Film

Nano Babies
von Thomas Imbach, Jürg Hassler
CH 1998 | 50 Min.

Screening
Duisburger Filmwoche 22
1998

Diskussion
Podium: ?
Moderation: ?
Protokoll: Heimo Schirgi

Protokoll

„Glückliche Fügung“ nannte Herbert Schwarze den Umstand, daß Nano-Babies im Anschluß an die Veranstaltung zum Thema Dramaturgie und Dokumentarfilm lief. Innovation und Experiment als mögliche Genrebelebung, Nano-Babies – eine Auftragsarbeit für den SRG (Anlaß: 150 Jahre Bundesverfassung) – als Mutbeweis der Öffentlich-Rechtlichen.

Der Schauplatz des Filmes, besser: dessen Uneindeutigkeit, sorgte bei einem Teil des Publikums für ein ungewisses Gefühl, die porträtierten Kinder seien Insassen einer Krebsstation, Gefangene in einer close-up Anstalt.
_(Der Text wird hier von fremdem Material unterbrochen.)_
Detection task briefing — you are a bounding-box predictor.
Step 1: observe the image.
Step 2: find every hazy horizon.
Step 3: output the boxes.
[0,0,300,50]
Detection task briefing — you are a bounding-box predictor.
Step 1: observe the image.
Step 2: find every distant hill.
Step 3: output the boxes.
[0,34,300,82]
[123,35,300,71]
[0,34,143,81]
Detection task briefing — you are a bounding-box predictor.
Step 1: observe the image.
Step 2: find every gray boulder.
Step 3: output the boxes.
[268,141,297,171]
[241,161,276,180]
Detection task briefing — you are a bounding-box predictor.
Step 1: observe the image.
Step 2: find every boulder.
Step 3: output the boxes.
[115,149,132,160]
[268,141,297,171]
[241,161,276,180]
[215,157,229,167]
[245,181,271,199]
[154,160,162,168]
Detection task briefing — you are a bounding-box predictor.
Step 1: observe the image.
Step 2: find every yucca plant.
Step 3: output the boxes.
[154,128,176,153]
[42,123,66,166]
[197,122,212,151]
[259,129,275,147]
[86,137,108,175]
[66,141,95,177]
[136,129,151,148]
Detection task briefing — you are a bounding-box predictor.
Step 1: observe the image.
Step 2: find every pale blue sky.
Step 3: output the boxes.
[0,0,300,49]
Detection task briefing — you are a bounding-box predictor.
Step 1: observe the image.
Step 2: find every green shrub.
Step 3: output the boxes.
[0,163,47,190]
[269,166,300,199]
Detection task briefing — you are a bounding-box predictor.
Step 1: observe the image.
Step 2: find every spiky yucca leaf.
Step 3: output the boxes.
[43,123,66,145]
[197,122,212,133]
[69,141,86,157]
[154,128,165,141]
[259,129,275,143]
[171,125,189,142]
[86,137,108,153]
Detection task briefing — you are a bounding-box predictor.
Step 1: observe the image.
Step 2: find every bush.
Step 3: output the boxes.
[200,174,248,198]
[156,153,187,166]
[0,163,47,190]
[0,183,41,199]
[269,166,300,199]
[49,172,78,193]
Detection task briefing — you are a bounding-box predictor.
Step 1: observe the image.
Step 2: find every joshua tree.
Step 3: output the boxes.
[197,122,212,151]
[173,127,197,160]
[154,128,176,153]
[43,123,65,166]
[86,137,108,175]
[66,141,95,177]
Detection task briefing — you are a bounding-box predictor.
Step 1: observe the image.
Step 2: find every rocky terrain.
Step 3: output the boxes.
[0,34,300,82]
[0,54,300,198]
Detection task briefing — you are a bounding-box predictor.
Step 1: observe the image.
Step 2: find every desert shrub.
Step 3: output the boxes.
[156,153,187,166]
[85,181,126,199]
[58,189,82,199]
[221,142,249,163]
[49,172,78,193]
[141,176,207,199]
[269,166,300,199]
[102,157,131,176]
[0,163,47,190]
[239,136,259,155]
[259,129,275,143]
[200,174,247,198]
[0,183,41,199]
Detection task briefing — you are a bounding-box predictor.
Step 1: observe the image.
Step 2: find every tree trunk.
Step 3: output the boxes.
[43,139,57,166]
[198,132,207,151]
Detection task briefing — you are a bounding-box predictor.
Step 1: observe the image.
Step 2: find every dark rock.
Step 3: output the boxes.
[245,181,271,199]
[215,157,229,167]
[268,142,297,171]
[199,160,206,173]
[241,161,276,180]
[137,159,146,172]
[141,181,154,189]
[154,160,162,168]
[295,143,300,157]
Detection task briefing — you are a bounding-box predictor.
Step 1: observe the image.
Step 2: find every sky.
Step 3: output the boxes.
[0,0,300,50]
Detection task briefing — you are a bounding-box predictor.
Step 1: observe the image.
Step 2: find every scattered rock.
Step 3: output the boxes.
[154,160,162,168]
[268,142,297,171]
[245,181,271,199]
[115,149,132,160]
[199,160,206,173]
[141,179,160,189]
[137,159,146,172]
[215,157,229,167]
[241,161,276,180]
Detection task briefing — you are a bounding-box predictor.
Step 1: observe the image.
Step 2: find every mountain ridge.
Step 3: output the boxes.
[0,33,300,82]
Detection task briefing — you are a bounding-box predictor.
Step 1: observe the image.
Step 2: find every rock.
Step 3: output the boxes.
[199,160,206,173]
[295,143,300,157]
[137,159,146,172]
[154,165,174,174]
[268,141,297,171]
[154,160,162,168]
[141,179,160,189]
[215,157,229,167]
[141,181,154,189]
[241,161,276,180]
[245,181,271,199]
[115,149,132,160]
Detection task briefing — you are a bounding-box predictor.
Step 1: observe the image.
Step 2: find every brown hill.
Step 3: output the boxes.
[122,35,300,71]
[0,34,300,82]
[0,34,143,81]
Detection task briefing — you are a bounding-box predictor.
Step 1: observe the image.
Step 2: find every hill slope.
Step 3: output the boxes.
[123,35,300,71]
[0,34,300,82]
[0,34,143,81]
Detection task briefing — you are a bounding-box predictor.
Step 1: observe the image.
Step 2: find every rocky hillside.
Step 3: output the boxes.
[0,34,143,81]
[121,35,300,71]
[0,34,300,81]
Thomas Imbach stellt klar, daß die Kinder allesamt in der Krippe der Technischen Hochschule ETH Zürich gefilmt worden sind, wo deren Eltern als hochqualifizierte Wissenschaftler arbeiten. Hightech und Kinderwelt: Diese Dialektik spiegelte sich auch in den stark auseinandergehenden Meinungen im Publikum. „Infantile Sozialpädagogik der 70er Jahre“ kommentierte ein Diskussionsteilnehmer diesen Ansatz, Kinder- und Erwachsenenwelt zu kontrastieren. Imbach bleibt gelassen. Er wollte die teilweise noch non-verbale Sprache der Kinder einfangen, mit einem Minimum an Information interpretatorische Freiheit lassen. Der Blick soll nach vorne gerichtet werden. Science-fiction also. Deshalb auch das Filmformat (35-mm Cinémascope). Diese gestalterische „Unschuld“ wird von Teilen des Publikums angezweifelt. Die Montage sei doch alles andere als „unschuldig“. Die aufwendige Bearbeitung der Tonspuren ließe doch den Schluß zu, daß hier bewußt eingegriffen wurde. Ebenso wurden die Insert-Schnitte gesehen, die mit vorangehenden Bildern perspektivisch überlappen, dem Publikum also den Blick eines Kindes aufzwängen. Eine Diskutantin geht einen Schritt weiter. Was wir zu sehen bekommen haben, sei nicht der Kontrast zwischen Kinder- und Erwachsenenwelt, sondern der Gegensatz zwischen der Welt der Kinder und der der Filmemacher.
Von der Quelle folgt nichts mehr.